Read for Cannonball Run Bingo. Category: White Whale.
The World Cup was on this past summer and anytime I see it, I’m inclined to read more books about soccer. I’m a big sports fan but my interest in soccer really only begun about 12 years ago when, bored out of my mind for the summer of 2006, I watched the World Cup fastidiously. Soccer is now perhaps my fourth favorite sport after baseball, football, and basketball and I’m wearing a New York City FC shirt in anticipation of the game tonight.
I’m also a history junkie, particularly World War II. My senior seminar in grad school was on The Church and the Holocaust. Educating ourselves in such history, exhausting though it may be, helps to provide a rosetta stone for the times we live in.
So I was eager to read this highly recommended book. However, I spent most of this summer doing several library book bingos and didn’t have the chance or excuse to shoehorn this one in until I finished them. I’ve read snippets of this book at my local Barnes and Nobel in anticipation and was quite excited when I finally got the chance to sit down and knock it out.
Simon Kuper is a gifted writer and a great historian. He gets the most out of his interview subjects. Fortunately for us, this book was originally published in the Netherlands in 2001 so there were still people to be interviewed. The focus of it was on the conduct of the Netherlands towards its residential Jewish population during World War II and how soccer intertwined with the attitudes.

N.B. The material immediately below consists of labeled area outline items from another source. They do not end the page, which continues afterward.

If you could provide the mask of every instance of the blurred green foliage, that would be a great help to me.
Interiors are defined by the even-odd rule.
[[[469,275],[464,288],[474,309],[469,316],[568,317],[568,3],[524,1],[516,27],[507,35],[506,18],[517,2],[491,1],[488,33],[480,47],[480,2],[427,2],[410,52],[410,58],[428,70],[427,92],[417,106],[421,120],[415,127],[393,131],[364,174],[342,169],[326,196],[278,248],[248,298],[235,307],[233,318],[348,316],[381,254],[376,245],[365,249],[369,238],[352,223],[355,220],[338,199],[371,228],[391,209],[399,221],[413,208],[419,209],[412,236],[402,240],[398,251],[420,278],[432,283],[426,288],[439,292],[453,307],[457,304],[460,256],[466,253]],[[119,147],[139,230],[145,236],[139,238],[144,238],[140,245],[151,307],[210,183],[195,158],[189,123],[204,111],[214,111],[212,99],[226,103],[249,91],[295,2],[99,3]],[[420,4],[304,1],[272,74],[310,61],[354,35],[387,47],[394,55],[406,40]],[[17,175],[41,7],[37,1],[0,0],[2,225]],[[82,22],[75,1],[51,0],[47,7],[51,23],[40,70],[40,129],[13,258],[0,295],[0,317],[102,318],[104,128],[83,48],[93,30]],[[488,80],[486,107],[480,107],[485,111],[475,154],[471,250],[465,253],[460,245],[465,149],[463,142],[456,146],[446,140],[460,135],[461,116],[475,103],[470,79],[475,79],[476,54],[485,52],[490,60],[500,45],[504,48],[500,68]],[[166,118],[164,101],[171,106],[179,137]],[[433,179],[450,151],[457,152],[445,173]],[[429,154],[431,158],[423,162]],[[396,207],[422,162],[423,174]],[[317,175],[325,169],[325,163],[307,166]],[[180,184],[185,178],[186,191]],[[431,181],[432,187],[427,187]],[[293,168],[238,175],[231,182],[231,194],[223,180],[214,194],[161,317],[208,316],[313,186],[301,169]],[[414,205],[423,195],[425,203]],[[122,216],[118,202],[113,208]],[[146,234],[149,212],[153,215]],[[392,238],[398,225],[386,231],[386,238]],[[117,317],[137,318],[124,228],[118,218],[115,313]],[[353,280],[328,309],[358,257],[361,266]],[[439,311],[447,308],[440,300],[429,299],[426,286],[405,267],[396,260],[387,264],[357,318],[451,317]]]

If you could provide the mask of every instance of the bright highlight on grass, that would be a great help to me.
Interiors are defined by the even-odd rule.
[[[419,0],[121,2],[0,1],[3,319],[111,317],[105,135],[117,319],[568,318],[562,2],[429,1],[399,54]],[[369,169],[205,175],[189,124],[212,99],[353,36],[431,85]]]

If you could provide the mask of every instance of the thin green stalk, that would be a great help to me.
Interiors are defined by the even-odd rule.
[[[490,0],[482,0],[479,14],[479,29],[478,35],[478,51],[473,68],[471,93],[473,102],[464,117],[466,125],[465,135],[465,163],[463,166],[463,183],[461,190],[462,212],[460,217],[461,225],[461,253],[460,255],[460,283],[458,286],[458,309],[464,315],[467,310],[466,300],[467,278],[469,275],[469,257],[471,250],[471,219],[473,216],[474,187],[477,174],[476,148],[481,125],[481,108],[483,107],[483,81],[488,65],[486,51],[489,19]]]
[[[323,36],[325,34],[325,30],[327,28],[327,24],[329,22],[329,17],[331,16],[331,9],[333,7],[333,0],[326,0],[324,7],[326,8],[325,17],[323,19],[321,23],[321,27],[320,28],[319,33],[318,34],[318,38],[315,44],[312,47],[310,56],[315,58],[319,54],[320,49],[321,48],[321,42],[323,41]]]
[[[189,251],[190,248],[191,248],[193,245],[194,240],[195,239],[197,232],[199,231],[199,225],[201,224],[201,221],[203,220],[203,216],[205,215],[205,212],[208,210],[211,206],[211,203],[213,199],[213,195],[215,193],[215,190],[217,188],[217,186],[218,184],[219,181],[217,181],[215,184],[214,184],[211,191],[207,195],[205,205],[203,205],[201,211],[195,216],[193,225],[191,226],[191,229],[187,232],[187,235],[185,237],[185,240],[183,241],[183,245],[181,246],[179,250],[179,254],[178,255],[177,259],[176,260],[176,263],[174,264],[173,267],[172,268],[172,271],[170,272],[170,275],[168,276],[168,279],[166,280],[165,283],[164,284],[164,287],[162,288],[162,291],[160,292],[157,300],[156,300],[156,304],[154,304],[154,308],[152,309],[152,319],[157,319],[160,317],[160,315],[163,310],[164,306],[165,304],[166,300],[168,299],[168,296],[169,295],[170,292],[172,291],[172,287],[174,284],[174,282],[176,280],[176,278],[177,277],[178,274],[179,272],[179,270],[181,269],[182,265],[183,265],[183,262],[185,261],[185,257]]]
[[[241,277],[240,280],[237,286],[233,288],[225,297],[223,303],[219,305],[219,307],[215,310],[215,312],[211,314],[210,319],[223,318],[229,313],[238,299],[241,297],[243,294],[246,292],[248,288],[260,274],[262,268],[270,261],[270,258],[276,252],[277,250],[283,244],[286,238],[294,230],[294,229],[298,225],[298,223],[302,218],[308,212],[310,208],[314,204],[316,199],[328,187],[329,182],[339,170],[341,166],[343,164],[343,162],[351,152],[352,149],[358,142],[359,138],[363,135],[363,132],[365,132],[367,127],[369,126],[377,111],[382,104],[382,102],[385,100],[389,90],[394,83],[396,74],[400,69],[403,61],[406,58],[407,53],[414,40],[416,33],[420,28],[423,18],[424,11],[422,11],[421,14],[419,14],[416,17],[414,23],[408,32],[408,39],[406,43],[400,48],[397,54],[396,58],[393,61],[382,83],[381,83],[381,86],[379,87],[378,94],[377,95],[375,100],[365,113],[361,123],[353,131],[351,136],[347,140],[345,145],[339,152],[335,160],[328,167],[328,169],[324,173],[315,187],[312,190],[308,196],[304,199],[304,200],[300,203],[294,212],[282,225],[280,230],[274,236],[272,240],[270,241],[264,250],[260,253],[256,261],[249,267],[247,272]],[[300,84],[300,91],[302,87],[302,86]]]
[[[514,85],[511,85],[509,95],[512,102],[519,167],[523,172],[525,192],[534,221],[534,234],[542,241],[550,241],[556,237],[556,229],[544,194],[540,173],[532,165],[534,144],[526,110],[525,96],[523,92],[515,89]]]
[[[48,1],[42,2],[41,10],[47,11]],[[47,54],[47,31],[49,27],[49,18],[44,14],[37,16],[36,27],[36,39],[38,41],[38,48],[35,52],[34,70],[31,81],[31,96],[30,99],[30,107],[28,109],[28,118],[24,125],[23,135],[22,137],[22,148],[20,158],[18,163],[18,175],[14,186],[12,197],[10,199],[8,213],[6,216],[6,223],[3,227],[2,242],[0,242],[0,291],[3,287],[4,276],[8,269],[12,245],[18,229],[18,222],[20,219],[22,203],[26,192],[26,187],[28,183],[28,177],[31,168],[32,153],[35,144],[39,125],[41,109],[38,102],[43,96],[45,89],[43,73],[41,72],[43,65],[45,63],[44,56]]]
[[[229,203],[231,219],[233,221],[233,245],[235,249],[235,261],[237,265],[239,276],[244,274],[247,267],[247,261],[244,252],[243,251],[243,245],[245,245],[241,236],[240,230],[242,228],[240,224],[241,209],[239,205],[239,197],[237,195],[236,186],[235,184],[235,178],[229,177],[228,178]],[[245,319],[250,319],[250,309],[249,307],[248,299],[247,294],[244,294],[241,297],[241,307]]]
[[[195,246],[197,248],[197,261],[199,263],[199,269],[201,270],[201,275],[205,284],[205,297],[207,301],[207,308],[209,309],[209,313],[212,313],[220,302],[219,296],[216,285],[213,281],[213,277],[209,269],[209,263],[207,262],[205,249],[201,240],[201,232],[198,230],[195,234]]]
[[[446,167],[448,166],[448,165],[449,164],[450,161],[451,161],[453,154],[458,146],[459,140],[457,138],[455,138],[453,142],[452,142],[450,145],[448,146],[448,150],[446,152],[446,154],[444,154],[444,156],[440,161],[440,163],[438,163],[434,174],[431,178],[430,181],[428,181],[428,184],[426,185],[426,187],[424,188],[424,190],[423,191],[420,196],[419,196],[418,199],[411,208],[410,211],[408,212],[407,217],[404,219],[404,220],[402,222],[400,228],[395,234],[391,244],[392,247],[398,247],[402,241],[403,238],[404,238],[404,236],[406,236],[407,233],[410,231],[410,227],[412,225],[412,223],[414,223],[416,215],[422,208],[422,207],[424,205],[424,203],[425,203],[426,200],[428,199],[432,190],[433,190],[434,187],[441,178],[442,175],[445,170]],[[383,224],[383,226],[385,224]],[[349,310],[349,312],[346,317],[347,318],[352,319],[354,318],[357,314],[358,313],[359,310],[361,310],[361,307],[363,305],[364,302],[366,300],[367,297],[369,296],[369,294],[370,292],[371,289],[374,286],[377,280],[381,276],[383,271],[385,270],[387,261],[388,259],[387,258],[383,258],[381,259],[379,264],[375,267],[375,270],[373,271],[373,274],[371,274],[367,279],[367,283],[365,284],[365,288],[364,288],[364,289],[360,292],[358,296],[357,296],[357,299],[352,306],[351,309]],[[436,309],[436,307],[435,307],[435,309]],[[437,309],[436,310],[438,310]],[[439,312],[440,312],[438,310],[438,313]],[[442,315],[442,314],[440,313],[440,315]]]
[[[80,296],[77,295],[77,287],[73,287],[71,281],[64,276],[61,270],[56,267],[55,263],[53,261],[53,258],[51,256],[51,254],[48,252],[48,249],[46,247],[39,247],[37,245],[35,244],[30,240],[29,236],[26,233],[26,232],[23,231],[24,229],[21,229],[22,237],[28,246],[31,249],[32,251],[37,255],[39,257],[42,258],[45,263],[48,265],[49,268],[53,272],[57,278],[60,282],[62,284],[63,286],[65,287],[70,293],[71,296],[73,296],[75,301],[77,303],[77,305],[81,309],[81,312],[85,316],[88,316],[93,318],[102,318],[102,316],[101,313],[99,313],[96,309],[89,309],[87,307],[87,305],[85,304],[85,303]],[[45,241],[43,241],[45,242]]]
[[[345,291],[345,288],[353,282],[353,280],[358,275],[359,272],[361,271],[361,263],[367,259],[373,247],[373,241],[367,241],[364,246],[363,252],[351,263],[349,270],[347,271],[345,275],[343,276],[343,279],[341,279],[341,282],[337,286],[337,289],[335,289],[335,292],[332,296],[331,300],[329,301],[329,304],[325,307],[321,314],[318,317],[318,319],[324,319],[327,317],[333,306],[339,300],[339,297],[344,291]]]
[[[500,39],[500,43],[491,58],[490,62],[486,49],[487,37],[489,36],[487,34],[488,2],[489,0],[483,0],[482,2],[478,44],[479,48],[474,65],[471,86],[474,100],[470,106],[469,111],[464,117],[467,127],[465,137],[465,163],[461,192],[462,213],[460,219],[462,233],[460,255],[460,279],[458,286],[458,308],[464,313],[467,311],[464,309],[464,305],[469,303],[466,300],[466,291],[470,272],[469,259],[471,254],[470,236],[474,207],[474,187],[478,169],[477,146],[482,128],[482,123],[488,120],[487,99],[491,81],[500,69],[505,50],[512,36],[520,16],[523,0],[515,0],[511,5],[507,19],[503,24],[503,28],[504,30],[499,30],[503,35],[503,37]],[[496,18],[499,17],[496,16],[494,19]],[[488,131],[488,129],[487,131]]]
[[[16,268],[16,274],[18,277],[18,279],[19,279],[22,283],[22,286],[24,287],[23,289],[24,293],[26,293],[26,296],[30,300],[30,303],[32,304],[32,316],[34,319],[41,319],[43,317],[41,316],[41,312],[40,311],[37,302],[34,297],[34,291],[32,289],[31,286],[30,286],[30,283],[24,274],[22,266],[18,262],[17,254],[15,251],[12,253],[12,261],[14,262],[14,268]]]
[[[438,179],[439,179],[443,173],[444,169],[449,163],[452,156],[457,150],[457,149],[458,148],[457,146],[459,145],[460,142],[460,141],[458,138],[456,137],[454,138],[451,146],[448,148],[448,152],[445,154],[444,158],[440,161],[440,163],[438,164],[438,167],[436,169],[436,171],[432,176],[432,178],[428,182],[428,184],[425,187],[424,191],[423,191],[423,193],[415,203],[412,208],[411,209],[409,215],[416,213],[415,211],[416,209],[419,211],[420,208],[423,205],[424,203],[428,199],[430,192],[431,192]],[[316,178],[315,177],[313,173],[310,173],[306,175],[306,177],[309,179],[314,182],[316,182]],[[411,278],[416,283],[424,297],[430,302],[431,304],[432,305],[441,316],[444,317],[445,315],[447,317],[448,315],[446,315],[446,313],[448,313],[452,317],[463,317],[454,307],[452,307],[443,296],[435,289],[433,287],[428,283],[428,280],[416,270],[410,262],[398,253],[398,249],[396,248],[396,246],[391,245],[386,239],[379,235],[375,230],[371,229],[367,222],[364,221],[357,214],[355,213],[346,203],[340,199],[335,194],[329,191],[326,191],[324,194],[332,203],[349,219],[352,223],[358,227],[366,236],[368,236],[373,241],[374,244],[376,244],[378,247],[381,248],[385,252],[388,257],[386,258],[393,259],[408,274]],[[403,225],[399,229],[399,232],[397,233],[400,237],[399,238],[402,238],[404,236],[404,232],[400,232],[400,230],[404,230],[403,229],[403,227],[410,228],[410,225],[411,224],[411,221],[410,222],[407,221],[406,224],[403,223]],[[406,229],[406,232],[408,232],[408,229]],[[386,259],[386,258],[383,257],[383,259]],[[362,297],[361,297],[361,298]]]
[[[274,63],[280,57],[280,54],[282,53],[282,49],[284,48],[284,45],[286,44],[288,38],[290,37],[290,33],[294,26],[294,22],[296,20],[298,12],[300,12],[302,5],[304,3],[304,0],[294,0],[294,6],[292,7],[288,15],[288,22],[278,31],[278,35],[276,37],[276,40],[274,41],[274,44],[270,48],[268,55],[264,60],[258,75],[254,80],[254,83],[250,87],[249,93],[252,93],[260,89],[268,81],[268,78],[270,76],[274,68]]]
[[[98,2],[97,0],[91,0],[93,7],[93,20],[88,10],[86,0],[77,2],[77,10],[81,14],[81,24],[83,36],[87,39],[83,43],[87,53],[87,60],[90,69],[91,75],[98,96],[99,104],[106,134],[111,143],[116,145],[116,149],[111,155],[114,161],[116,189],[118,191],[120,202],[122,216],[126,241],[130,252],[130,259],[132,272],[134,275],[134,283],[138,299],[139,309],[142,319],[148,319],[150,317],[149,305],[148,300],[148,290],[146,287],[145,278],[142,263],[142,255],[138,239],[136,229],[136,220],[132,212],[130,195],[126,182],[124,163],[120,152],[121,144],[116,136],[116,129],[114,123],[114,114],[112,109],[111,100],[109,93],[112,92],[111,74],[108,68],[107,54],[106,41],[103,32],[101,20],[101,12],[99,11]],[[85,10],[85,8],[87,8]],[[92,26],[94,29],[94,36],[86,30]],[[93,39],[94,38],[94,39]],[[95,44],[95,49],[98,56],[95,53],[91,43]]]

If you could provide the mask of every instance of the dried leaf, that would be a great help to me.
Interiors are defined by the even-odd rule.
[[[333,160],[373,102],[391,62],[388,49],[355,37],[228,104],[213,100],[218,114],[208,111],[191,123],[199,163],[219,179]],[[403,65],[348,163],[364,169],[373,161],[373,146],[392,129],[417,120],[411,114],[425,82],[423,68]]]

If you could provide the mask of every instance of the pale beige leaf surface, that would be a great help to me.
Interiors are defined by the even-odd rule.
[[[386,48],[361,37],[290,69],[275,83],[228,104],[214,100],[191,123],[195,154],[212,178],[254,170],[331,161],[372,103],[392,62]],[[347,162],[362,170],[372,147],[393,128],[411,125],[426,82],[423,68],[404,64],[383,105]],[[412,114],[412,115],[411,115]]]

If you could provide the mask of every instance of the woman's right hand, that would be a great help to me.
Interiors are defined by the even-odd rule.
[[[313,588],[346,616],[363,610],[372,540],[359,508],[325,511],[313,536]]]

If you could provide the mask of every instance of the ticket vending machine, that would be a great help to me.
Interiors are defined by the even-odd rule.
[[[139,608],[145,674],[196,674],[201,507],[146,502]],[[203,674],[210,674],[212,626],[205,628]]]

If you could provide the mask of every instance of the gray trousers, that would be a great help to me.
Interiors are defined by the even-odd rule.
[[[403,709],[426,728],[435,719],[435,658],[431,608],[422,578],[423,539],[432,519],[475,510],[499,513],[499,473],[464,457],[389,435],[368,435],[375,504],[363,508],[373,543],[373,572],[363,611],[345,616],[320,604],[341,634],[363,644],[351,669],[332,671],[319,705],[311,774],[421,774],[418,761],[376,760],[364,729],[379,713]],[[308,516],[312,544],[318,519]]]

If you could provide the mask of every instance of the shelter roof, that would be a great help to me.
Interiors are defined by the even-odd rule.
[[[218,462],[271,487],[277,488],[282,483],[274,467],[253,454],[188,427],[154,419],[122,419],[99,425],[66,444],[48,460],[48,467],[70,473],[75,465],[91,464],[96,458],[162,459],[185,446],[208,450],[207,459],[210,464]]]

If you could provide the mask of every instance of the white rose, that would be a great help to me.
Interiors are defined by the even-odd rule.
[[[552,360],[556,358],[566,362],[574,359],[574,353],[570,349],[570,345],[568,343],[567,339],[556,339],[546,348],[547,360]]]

While I was expecting a simple start-to-finish narrative, Kuper bounces around from subject-to-subject, at times covering Jewish neighborhoods, soccer clubs, contemporary Dutch history and politics, soldiers in the war effort and other assorted areas. I learned a lot about the Netherlands as a nation, how and why the people act the way they do and what compelled their passive behavior during the war.
Kuper is out to bust myths and perhaps the biggest one is that the Dutch were friendly and protective to Jews. While there were some who sacrificed (he uses the dialectical phrase goed to describe them), most people went along to get along with the deportations of Holland’s Jews. They then perpetuated a myth for decades that Holland was good to its Jewish population. Kuper details the origins of and the problems with said myth. He doesn’t gratuitously dump on the Dutch, rather he looks honestly at their claims and debunks them.
It’s a good book to read if you’re interested in history. You don’t need to like soccer to appreciate it but if you’re a soccer fan, you’ll enjoy the soccer material in it.